小さな竜巻が見る見るホールの空気を綺麗にしていく。
「おお」「おっおっ~!」へっへん。ちなみに、物品は壊さない優れものである。
「石の従者よ」ロー・アースがゲームカードを取り出すとカードが燃える。
みるみる俺より頭一つでかい石像が出来る。「掃除を手伝え」
石像は結構柔軟な命令に対応するらしい。なかなか使える奴だ。
「ファルコ~。そっちの雑巾とってくれ~」「はい~!」
「ファルコ、こっちの修理するから、釘もってきてくれ」「うん!」
独楽鼠のように走り回るファルコ。
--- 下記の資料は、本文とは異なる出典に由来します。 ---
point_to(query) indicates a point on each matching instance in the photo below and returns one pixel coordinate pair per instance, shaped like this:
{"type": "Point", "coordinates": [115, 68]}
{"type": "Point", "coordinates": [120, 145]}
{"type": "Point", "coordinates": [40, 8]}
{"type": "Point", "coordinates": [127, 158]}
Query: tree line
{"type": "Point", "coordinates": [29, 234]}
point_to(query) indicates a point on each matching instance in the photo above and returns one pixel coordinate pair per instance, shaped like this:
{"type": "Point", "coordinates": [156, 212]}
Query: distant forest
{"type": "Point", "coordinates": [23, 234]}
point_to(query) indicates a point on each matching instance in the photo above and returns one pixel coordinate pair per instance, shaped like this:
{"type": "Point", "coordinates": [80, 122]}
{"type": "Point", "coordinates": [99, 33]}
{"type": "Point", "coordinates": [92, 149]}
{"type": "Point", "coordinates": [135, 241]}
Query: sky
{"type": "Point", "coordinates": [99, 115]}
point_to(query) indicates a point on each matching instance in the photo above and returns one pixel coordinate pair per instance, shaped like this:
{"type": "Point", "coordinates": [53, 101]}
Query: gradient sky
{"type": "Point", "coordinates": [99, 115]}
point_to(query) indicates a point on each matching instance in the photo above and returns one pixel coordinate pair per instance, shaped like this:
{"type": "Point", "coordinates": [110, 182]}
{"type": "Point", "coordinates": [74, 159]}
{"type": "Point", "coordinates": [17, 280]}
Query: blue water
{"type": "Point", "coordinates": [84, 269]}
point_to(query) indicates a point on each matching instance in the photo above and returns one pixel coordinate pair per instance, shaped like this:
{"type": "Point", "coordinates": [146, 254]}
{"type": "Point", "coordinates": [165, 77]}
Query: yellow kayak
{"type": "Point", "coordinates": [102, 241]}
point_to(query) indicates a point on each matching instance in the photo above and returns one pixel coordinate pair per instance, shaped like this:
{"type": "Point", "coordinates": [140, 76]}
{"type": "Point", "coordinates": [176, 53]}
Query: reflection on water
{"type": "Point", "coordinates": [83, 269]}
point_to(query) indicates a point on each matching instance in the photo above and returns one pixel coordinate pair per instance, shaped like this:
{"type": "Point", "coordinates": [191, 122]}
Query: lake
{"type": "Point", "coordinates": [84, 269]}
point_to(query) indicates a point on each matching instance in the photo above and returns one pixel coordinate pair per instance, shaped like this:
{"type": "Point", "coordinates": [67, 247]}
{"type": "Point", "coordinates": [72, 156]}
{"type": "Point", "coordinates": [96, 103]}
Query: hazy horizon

結構便利だ。
「カーペットは虫干しだな」「そっちのカーテンは洗濯に出すからまとめてくれ」
しかし、戦闘指揮だけではなく、掃除も出来るとか。ホント何でも出来る奴。
「そっち、絵画の中の魔物が出たぞ~」「あいよ~」
即答してから。異常に気がつく。
……目の前に、顔面がデロデロに溶けた悪趣味な魔物。
俺は無言でモップで魔物に突きをぶちかまして、ごしごし擦って絵画に押し戻した。
魔物は厭々しつつ絵画に戻り、元通りの美女になった。